Spend time with Anthony and you’d never know this 5-year-old was anything but healthy. Even on the day his mom, Maria, realized something might be wrong, he seemed perfectly normal.
It was February 2015 and Anthony was lying down with his mom. She felt a little bump on his head that struck her as strange, so she and Anthony’s dad, Jose, took the little boy to the doctor. They ended up at The Children’s Hospital of Philadelphia, where an X-ray showed a tumor under his scalp. Further testing revealed that Anthony had a pediatric cancer called Ewing sarcoma. The mass was removed during surgery, but that was just the beginning.
Anthony had 14 rounds of chemotherapy, each one followed by an inpatient stay. For a high-energy kid, it was tough to be confined to the hospital, but Anthony took it like a champion. “He was always asking me, ‘How many more days until we can go home?’ So we would count the number of times the sun would go down before it was time to go,” says Maria. “That really helped him get through the days.”
He made the best of his time at CHOP by making new friends, including child life specialist Sarah Pajak. “He really didn’t like getting his port accessed at first, but Sarah would always come into the room with him to help him through it, and that made Anthony feel so much better,” says Maria. “Those two are really close.” When Anthony was feeling good, the pair would color and play video games together.
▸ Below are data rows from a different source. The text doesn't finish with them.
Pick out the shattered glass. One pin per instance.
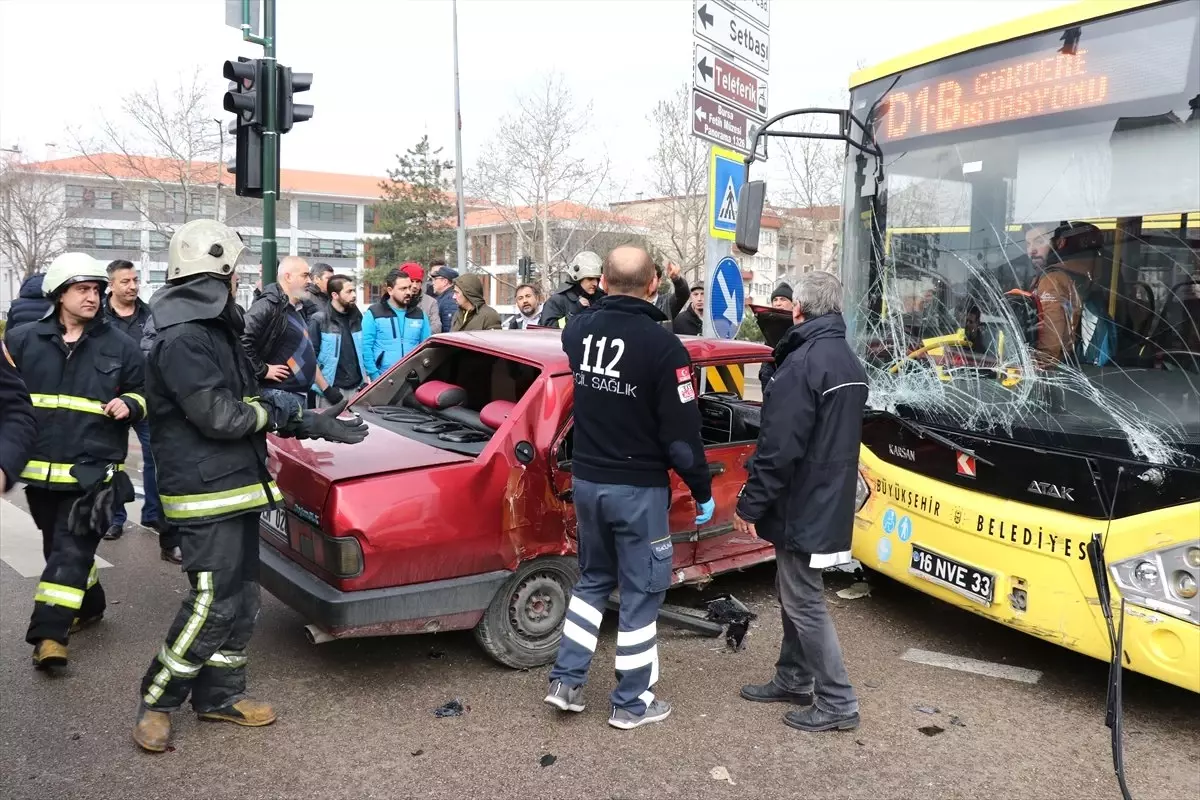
(1039, 278)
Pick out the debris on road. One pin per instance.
(732, 612)
(721, 774)
(856, 590)
(453, 709)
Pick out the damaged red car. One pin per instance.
(456, 511)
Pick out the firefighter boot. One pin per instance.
(153, 731)
(49, 654)
(251, 714)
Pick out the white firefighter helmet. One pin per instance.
(73, 268)
(203, 246)
(586, 264)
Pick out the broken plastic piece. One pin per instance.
(451, 709)
(856, 590)
(730, 611)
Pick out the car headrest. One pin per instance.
(495, 413)
(439, 395)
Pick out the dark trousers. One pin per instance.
(70, 585)
(810, 656)
(624, 542)
(204, 654)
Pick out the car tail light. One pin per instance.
(1165, 581)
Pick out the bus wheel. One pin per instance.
(523, 624)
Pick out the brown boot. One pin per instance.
(49, 654)
(252, 714)
(153, 731)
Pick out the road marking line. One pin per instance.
(21, 542)
(963, 663)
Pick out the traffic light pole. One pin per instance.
(270, 134)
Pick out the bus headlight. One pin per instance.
(862, 491)
(1165, 581)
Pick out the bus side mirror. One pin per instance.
(750, 202)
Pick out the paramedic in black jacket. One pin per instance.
(799, 495)
(635, 419)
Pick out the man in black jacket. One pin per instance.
(635, 419)
(690, 322)
(801, 495)
(210, 443)
(85, 382)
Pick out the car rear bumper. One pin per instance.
(383, 611)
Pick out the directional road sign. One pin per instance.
(726, 174)
(717, 24)
(725, 80)
(727, 298)
(719, 122)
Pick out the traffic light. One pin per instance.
(289, 84)
(247, 98)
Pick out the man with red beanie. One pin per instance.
(420, 299)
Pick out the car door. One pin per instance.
(682, 515)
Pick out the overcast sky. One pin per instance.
(383, 68)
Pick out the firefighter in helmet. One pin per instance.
(84, 378)
(209, 441)
(582, 289)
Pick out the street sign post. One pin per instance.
(717, 24)
(726, 174)
(726, 296)
(725, 80)
(720, 124)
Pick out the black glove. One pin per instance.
(325, 425)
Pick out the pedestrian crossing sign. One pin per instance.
(726, 174)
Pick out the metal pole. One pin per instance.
(270, 146)
(457, 150)
(216, 205)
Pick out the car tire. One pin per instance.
(523, 624)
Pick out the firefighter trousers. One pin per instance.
(624, 542)
(70, 585)
(204, 654)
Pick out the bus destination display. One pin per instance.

In December 2015, Anthony had his last round of chemotherapy and celebrated with a party in his hospital room. This fall will bring another big milestone for Anthony: He’ll be attending kindergarten, which was delayed for a year due to his treatment.
A few weeks later, on Sept. 25, Anthony’s Avengers will be at the Parkway Run & Walk, the largest annual fundraiser for the Cancer Center at The Children’s Hospital of Philadelphia. Anthony is a Patient Ambassador, representing the thousands of kids who are diagnosed with pediatric cancer each year.
“This experience has made our family stronger and more unified,” says Maria. “You don’t realize what you can lose until something like this happens. And it makes you stronger as a person. I feel like, if you got through this, you can get through anything.”
Update: Summer 2017
Anthony has been doing wonderful! He just recently completed one year of remission. He loved being able to go to school and looks forward to becoming a first-grader in September. Anthony joined karate and T-ball, both of which he loves and enjoys. He also spends a lot of time with his 2-year-old little brother.